I’ve been listening to Luke’s Gospel on my way home from work recently, which reminded me of this fourth strand (though, of course, each are important themes for Luke).

Here I just want to quote something Bauckham says about the theme, and then point out what this looks like in the early chapters of Luke:

This fourth of our thematic trajectories through the biblical story is a necessary reminder that the church’s mission cannot be indifferent to the inequalities and injustices of the world into which it is sent. The gospel does not come to each person only in terms of some abstracted generality of human nature, but in the realities and differences of their social and economic situations. It engages with the injustices of the world on its way to the kingdom of God. This means that as well as the outward movement of the church’s mission in geographical extension and numerical increase, there must also be this (in the Bible’s imagery) downward movement of solidarity with the people at the bottom of the social scale of importance and wealth. It is to these – the poorest, those with no power or influence, the wretched, the neglected – to whom God has given priority in the kingdom, not only for their own sake, but also for all the rest of us who can enter the kingdom only alongside them. (pp.53-54)
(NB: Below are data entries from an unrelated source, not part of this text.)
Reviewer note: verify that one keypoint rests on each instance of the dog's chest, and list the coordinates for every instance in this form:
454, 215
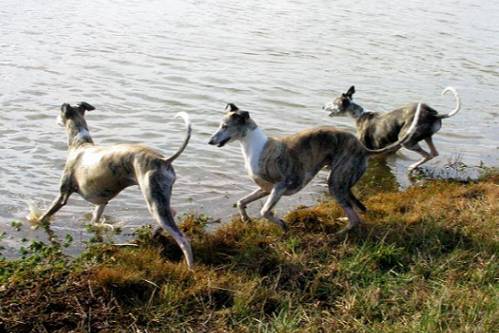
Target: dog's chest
252, 149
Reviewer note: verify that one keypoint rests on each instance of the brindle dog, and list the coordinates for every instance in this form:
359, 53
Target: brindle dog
283, 166
99, 173
376, 130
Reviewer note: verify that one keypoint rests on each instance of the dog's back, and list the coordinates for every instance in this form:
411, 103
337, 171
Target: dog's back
379, 129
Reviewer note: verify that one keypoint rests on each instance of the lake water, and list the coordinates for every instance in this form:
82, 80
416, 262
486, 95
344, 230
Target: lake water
140, 62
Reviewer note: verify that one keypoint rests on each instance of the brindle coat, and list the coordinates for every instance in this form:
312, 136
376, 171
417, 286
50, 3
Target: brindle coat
377, 130
283, 166
99, 173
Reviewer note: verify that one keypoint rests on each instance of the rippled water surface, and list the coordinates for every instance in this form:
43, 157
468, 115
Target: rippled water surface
140, 62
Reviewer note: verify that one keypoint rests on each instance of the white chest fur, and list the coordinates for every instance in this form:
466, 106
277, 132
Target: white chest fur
252, 147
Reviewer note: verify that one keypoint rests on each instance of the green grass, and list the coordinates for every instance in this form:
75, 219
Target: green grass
424, 261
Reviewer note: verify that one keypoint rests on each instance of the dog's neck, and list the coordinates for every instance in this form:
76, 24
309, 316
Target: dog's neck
252, 145
77, 135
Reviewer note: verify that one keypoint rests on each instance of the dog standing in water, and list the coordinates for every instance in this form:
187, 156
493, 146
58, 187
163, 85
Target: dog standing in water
99, 173
376, 130
283, 166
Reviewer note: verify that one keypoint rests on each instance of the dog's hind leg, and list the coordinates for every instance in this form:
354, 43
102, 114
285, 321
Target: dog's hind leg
340, 181
242, 203
157, 189
426, 156
274, 197
433, 149
96, 215
356, 202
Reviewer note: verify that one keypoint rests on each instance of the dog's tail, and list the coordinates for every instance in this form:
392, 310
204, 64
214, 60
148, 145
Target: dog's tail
396, 145
458, 103
184, 116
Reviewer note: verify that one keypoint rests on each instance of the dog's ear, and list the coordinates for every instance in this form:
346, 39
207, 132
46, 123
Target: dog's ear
231, 107
244, 115
66, 109
84, 106
350, 92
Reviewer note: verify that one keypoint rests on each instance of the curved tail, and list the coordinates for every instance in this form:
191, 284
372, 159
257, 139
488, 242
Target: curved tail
396, 145
458, 103
187, 122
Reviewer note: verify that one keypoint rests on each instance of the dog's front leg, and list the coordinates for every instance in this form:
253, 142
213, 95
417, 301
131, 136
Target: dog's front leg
58, 203
266, 212
242, 203
96, 215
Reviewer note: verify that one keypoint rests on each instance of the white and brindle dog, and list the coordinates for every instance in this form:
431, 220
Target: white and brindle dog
283, 166
376, 130
99, 173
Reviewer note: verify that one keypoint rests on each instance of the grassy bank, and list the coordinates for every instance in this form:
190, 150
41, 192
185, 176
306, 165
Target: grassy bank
424, 261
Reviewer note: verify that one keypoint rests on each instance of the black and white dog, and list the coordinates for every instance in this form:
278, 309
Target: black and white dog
377, 130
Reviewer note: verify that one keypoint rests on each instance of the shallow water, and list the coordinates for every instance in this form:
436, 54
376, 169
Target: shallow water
140, 62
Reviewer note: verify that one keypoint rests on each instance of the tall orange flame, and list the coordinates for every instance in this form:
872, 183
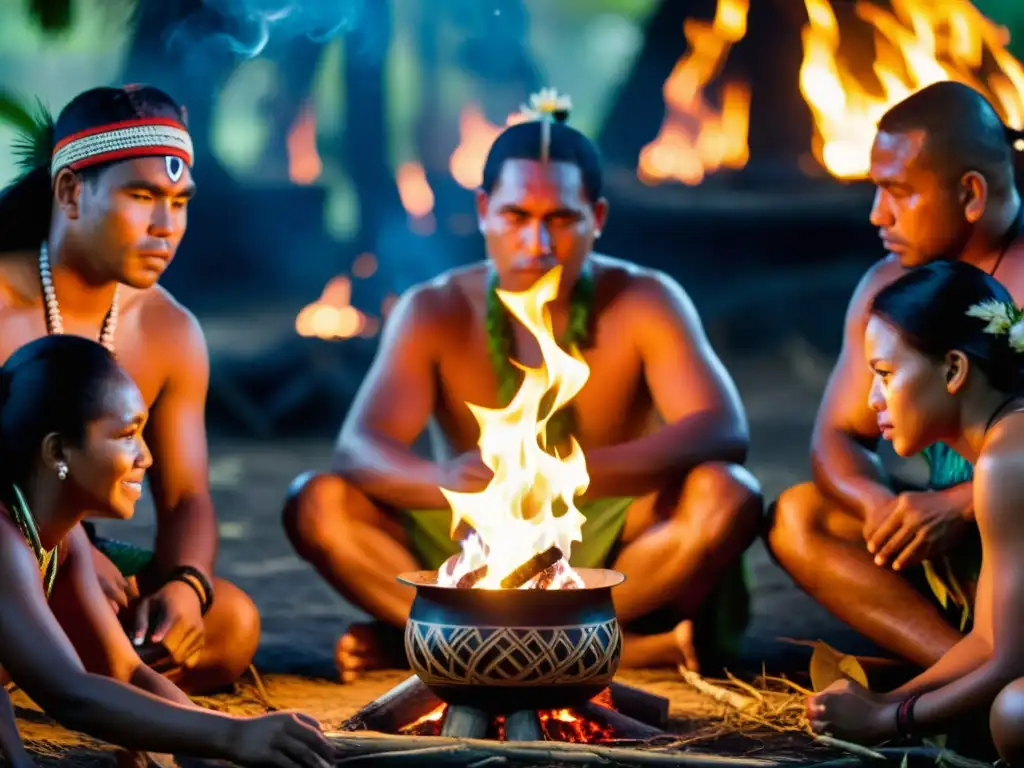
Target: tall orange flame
695, 138
514, 517
304, 164
920, 42
476, 134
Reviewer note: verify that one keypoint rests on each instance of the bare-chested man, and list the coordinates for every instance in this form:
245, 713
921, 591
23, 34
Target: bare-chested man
944, 349
659, 421
943, 164
85, 235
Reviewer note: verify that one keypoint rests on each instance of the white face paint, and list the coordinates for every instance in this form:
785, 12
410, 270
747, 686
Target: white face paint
175, 167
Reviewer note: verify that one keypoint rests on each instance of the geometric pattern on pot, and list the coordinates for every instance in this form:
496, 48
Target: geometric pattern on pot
460, 654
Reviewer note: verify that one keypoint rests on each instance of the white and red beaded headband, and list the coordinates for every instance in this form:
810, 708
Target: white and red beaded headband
131, 138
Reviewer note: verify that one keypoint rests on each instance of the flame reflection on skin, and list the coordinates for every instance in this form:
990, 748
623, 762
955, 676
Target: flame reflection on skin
918, 43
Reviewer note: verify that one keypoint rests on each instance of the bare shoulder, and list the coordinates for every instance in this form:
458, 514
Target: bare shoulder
162, 316
880, 274
441, 302
643, 293
998, 474
18, 279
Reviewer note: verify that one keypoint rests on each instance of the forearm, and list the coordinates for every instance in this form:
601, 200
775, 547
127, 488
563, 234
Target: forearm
186, 535
968, 655
648, 464
848, 472
127, 717
390, 473
10, 739
151, 681
973, 692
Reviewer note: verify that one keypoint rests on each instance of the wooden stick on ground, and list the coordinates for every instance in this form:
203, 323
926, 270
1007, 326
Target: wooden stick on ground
640, 705
623, 726
380, 744
402, 705
723, 695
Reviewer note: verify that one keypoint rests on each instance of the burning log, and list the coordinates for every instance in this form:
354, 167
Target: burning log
470, 580
404, 704
532, 567
623, 726
523, 725
465, 722
639, 705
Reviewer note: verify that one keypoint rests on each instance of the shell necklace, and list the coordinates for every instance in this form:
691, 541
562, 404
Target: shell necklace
53, 321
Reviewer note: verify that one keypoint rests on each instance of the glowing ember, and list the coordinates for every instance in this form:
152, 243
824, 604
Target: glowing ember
332, 316
476, 134
304, 164
557, 725
920, 42
414, 190
528, 506
695, 138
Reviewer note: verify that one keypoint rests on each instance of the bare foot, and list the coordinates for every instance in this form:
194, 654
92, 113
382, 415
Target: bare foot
369, 646
668, 649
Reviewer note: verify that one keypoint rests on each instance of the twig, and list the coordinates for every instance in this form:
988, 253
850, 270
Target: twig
488, 762
261, 690
723, 695
896, 754
379, 744
838, 743
745, 686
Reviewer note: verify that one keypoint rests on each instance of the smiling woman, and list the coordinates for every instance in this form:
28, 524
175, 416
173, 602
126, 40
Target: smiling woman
71, 443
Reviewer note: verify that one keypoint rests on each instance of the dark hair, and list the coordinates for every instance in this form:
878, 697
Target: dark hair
928, 305
522, 141
26, 205
53, 384
963, 133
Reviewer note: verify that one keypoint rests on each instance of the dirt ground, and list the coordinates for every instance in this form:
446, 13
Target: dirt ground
302, 617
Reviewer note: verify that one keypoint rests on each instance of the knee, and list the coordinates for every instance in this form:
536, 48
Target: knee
729, 498
313, 509
794, 515
239, 624
1007, 722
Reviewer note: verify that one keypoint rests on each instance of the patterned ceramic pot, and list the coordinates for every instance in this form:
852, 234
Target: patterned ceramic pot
503, 650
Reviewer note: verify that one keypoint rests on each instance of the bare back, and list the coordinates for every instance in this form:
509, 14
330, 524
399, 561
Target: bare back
146, 329
649, 360
998, 498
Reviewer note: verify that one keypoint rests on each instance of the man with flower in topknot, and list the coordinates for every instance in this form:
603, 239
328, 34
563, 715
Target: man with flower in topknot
659, 420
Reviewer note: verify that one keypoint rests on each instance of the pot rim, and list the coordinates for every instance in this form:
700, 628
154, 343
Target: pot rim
593, 579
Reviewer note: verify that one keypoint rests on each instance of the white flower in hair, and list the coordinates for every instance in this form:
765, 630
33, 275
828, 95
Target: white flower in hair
1017, 336
998, 314
546, 102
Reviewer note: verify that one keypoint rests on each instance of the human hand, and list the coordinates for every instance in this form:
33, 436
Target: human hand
281, 738
847, 710
921, 525
172, 617
466, 473
120, 591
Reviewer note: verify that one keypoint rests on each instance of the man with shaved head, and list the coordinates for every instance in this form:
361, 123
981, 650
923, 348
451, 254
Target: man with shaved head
943, 165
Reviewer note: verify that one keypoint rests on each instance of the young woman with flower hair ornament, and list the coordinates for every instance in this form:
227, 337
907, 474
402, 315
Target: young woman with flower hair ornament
945, 345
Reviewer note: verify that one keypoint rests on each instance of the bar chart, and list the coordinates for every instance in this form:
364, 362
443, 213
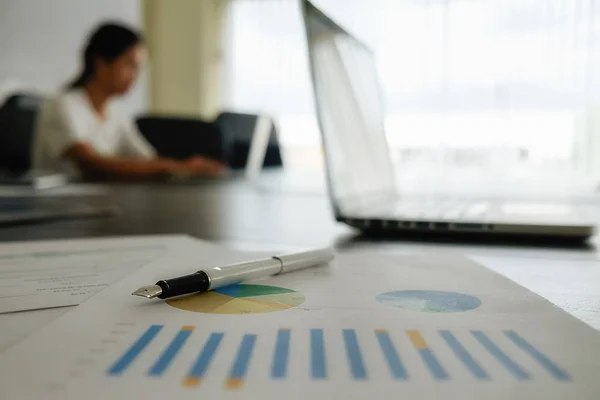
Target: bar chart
440, 353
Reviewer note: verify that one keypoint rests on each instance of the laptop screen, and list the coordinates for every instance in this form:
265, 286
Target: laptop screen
350, 111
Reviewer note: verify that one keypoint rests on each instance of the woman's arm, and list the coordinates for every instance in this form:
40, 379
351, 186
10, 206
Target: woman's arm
95, 166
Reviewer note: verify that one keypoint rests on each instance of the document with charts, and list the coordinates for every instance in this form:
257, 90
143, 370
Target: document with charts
366, 327
61, 273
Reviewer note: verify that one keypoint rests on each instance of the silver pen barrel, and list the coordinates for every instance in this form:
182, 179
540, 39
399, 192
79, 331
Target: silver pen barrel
236, 273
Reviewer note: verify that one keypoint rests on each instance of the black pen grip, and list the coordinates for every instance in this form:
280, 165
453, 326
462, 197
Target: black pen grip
194, 283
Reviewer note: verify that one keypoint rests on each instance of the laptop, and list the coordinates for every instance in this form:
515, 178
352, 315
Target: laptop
360, 176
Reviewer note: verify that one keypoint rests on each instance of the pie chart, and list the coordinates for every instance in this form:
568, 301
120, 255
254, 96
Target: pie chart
240, 299
429, 301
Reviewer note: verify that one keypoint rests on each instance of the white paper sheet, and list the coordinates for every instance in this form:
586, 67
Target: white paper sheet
49, 274
354, 330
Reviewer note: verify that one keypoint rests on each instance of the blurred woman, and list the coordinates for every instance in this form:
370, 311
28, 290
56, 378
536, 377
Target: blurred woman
78, 133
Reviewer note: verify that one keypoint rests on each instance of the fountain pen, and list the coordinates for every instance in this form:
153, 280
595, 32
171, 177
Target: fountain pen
213, 278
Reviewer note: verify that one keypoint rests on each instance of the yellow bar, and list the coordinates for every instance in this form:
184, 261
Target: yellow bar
234, 383
192, 381
417, 339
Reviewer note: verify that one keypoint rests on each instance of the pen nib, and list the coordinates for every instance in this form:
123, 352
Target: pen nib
148, 292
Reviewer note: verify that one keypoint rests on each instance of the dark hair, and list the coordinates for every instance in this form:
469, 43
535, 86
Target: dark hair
108, 42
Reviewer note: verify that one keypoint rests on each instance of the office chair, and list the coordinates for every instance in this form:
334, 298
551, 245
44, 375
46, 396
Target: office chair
238, 130
17, 126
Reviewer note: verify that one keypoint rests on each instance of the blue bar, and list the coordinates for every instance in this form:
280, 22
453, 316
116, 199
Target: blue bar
464, 356
204, 358
242, 359
391, 355
317, 354
500, 356
282, 351
170, 352
436, 369
130, 355
357, 367
552, 368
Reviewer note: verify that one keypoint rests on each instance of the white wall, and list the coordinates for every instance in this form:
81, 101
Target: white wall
41, 41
Consider the broken conditions into which the Gospel was announced and Jesus was born; a tiny pocket of a vast and domineering empire

Consider the barren couple to whom John the Baptist was born

Consider young, unmarried Mary

Consider the scorn and scandal

Consider the fragility of human life, of God becoming an embryo

Consider the future task of the baby in Mary’s song, to bring down rulers and raise the humble

Consider the early witnesses of Jesus: marginalised shepherds, frail but hopeful Simeon, and ancient Anna, who had known grief after only seven years of marriage.

When God became flesh he stepped into this broken world. But what Luke expertly portrays in what he says and in what he implies is the brokenness, fragility, grief and oppression endured and caused by real people in space and time.